Page 1 of 3
Mod Gearman Upgrade screws up nagios monitoring
Posted: Mon Feb 29, 2016 11:30 pm
by rajasegar
Please help, the production is down.
Seems ndomod.o is causing the problem
Code: Select all
[1456806210] Event broker module '/usr/local/nagios/bin/ndomod.o' initialized successfully.
[1456806210] Error: Module loading failed.
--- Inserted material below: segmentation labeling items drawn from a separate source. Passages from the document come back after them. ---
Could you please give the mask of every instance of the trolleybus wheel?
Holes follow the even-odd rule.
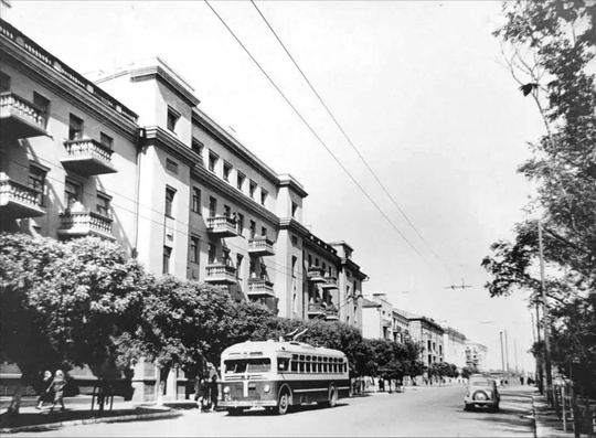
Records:
[[[281,389],[279,393],[279,398],[277,399],[277,414],[285,415],[289,410],[289,391],[288,389]]]
[[[331,385],[329,388],[329,407],[336,407],[338,404],[338,389],[336,389],[336,386]]]

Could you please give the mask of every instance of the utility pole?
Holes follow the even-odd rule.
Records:
[[[507,362],[507,372],[509,373],[509,343],[507,342],[507,330],[505,330],[505,362]]]
[[[546,399],[552,406],[553,376],[551,374],[551,342],[549,339],[549,307],[546,306],[546,288],[544,287],[544,254],[542,246],[542,224],[538,221],[540,250],[540,289],[542,290],[542,318],[544,320],[544,367],[546,368]]]
[[[501,338],[501,370],[504,373],[504,355],[503,355],[503,332],[499,332],[499,338]]]

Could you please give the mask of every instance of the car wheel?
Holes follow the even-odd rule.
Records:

Aborting.
Update: caused by gearman upgrade
Re: Nagios died after upgrade from 5.2.3 to 5.2.5
Posted: Mon Feb 29, 2016 11:38 pm
by rajasegar
Last few line of nagios.debug
Code: Select all
[1456807053.953708] [064.1] [pid=3532] Making callbacks (type 2)...
[1456807053.953715] [064.2] [pid=3532] Callback #1 (type 2) return code = 0
[1456807053.953721] [064.1] [pid=3532] Making callbacks (type 2)...
[1456807053.953727] [064.2] [pid=3532] Callback #1 (type 2) return code = 0
[1456807053.953733] [064.1] [pid=3532] Making callbacks (type 2)...
[1456807053.953740] [064.2] [pid=3532] Callback #1 (type 2) return code = 0
[1456807053.953746] [064.1] [pid=3532] Making callbacks (type 2)...
[1456807053.953752] [064.2] [pid=3532] Callback #1 (type 2) return code = 0
[1456807053.953759] [064.1] [pid=3532] Making callbacks (type 2)...
[1456807053.953766] [064.2] [pid=3532] Callback #1 (type 2) return code = 0
[1456807053.953772] [064.0] [pid=3532] Module '/usr/local/nagios/bin/ndomod.o' loaded with return code of '0'
[1456807053.953775] [064.0] [pid=3532] nebmodule_deinit() found
[1456807053.953781] [064.1] [pid=3532] Making callbacks (type 2)...
[1456807053.953788] [064.2] [pid=3532] Callback #1 (type 2) return code = 0
Re: Nagios died after upgrade from 5.2.3 to 5.2.5
Posted: Mon Feb 29, 2016 11:55 pm
by rajasegar
Problem was due to instructions to update gearmand to fix the resource leak problem.
Code: Select all
cd /tmp
yum remove libgearman-devel libgearman gearmand mod_gearman
mkdir gearman_install
cd gearman_install/
wget http://mod-gearman.org/download/v2.1.1/rhel6/x86_64/gearmand-0.33-2.rhel6.x86_64.rpm
wget http://mod-gearman.org/download/v2.1.1/rhel6/x86_64/gearmand-devel-0.33-2.rhel6.x86_64.rpm
wget http://mod-gearman.org/download/v2.1.1/rhel6/x86_64/gearmand-server-0.33-2.rhel6.x86_64.rpm
wget http://mod-gearman.org/download/v2.1.1/rhel6/x86_64/mod_gearman2-2.1.1-1.rhel6.x86_64.rpm
yum --nogpgcheck localinstall *
sed -i 's/\(^broker_module=.*mod_gearman.*\)/#\1/' /usr/local/nagios/etc/nagios.cfg
echo "broker_module=/usr/lib64/mod_gearman2/mod_gearman2.o config=/etc/mod_gearman/mod_gearman_neb.conf eventhandler=no" >> /usr/local/nagios/etc/nagios.cfg
service nagios stop
service mod_gearman_worker stop
service gearmand stop
service gearmand start
service mod_gearman_worker start
service nagios start
After the upgrade the workers are now run as naemon user and most of the monitoring stopped working due to permission issues.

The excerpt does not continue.